“The Gilded Age” Star Christine Baranski Covers Town & Country Magazine

Posted on January 31, 2022

Christine Baranski is featured on the digital cover of Town & Country magazine photographed Emilio Madrid by and styled by MaryKate Boylan.

For years, the award-winning actress Christine Baranski has been the definition of on-screen sophistication. Now, a starring role on HBO’s “The Gilded Age” brings her arched eyebrow and sharp wit to the upper crust of 19th-century New York City.



On the type of characters Baranski is drawn to: “It’s funny because I’m from this blue-collar neighborhood in Buffalo. I don’t know how it happened but I always wanted to play queens or ladies rather than victims. I was never good at playing victims. I was always better at playing the character of the woman who was more in command of her life.”

On living in New York during her time at Juilliard: “It was so exciting to be at Juilliard at that time,” she says, remembering how she would get cheap tickets to the ballet, the opera, and the Philharmonic. “It was before Wall Street appropriated New York and turned it into a city where you couldn’t afford to live. I didn’t have any money and somehow I saw great things and had a wonderful time.”
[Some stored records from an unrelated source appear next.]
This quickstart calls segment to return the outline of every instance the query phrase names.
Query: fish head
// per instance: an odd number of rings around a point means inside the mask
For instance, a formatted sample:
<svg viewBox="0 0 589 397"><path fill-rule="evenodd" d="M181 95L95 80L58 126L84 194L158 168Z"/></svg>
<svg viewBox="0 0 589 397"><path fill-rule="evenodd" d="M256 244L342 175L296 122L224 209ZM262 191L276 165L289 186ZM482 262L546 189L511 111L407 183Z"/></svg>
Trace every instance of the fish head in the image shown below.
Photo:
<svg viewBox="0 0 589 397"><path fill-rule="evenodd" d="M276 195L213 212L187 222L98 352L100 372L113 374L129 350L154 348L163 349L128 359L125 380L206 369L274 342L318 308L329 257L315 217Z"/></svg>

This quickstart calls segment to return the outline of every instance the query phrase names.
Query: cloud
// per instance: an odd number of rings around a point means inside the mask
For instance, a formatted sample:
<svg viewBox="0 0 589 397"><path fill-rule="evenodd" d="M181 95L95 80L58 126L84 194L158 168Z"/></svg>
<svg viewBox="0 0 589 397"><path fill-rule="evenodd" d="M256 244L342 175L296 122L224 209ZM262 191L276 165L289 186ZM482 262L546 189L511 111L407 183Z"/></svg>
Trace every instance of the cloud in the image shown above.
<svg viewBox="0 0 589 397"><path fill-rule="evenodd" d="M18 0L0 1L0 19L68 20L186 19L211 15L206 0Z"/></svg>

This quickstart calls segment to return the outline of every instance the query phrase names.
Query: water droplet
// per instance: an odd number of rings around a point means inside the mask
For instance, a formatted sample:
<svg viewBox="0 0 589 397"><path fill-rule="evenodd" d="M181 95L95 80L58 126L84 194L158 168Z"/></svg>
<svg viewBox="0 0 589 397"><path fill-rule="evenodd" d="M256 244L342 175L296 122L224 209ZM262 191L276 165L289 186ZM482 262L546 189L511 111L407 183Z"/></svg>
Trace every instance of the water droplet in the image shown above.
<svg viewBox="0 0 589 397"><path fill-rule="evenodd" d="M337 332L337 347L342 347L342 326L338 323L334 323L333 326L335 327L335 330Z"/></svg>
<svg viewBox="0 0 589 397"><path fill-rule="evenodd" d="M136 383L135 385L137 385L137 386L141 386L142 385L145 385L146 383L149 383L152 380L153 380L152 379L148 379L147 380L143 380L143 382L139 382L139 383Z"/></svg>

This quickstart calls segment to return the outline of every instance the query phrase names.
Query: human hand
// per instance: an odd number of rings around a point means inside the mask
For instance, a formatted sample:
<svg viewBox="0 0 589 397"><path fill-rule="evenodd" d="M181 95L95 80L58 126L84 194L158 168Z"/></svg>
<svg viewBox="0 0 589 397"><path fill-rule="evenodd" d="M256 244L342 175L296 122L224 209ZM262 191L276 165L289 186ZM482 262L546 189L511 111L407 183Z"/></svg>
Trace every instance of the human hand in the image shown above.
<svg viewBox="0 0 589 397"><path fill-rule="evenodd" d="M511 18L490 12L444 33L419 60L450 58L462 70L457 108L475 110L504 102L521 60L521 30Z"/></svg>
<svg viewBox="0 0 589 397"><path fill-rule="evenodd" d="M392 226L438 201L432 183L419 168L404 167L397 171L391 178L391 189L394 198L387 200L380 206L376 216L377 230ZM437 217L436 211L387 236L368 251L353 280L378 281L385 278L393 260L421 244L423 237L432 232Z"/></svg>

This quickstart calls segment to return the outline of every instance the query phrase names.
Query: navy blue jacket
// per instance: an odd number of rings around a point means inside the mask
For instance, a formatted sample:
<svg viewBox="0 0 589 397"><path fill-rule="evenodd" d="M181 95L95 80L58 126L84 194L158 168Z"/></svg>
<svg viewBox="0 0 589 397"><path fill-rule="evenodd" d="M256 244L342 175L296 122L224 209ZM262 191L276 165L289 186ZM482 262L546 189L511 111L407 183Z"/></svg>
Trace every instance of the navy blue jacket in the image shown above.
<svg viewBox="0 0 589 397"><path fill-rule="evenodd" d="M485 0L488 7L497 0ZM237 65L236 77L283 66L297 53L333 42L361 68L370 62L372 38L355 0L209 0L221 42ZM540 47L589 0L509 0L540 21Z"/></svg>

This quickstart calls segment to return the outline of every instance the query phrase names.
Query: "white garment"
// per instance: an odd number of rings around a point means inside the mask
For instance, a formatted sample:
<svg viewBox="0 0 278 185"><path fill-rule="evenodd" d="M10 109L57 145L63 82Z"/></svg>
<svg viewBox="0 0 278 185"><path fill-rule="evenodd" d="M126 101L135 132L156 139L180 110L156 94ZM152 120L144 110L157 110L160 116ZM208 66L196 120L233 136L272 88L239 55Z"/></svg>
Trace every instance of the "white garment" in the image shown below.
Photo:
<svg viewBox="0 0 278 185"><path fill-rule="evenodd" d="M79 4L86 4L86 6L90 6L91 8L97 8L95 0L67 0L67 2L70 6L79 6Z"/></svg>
On preparing for her role on The Gilded Age and learning about her husband’s family, the Drexels, and their significance to that era: “I was, of course, immersing myself in research on the Gilded Age. And I realized more deeply how connected my late husband’s family had been,” she says, calling out associations with bankers, philanthropists, society women, gay men who married for money, and even a distant cousin, Catherine Drexel, who gave up her fortune to found a religious order, and would later go on to become one of the first U.S. born saints canonized by the Catholic church. “If you want to look any of these people up, you will be drawn into a rabbit hole of interest,” she tells me, matter of fact.

Julian Fellowes, creator of The Gilded Age, on how the show explores class dynamics and how much like today, the end of the 19th century was a period of great change, and one of enormous wealth inequality: “When we were filming, [Jeff] Bezos and whoever the other one was had their rocket race to get to the moon. And I loved that, because it just felt to me exactly what the Gilded Age people would’ve done if they’d had any rockets.”

Julian Fellowes on comparing The Gilded Age and Downton Abbey, which Fellowes also created, and how Agnes serves as a parallel to the Dowager Countess, played by Dame Maggie Smith: “These rather WASPish, but essentially kindhearted, older women—that seems to be one of my hallmarks. In practically everything I’ve ever written, you’ll find one of them,” says Fellowes, but he hesitates to compare Smith and Baranski outright. “I don’t know there’s all that much point in comparing Maggie and Christine, except to say they’re both jolly good. But I’ll tell you what they can both do, is they can play high comedy and then one or two scenes later make you cry. They don’t turn into someone else, they’re true to their characters, but they can take you through that range of emotions.”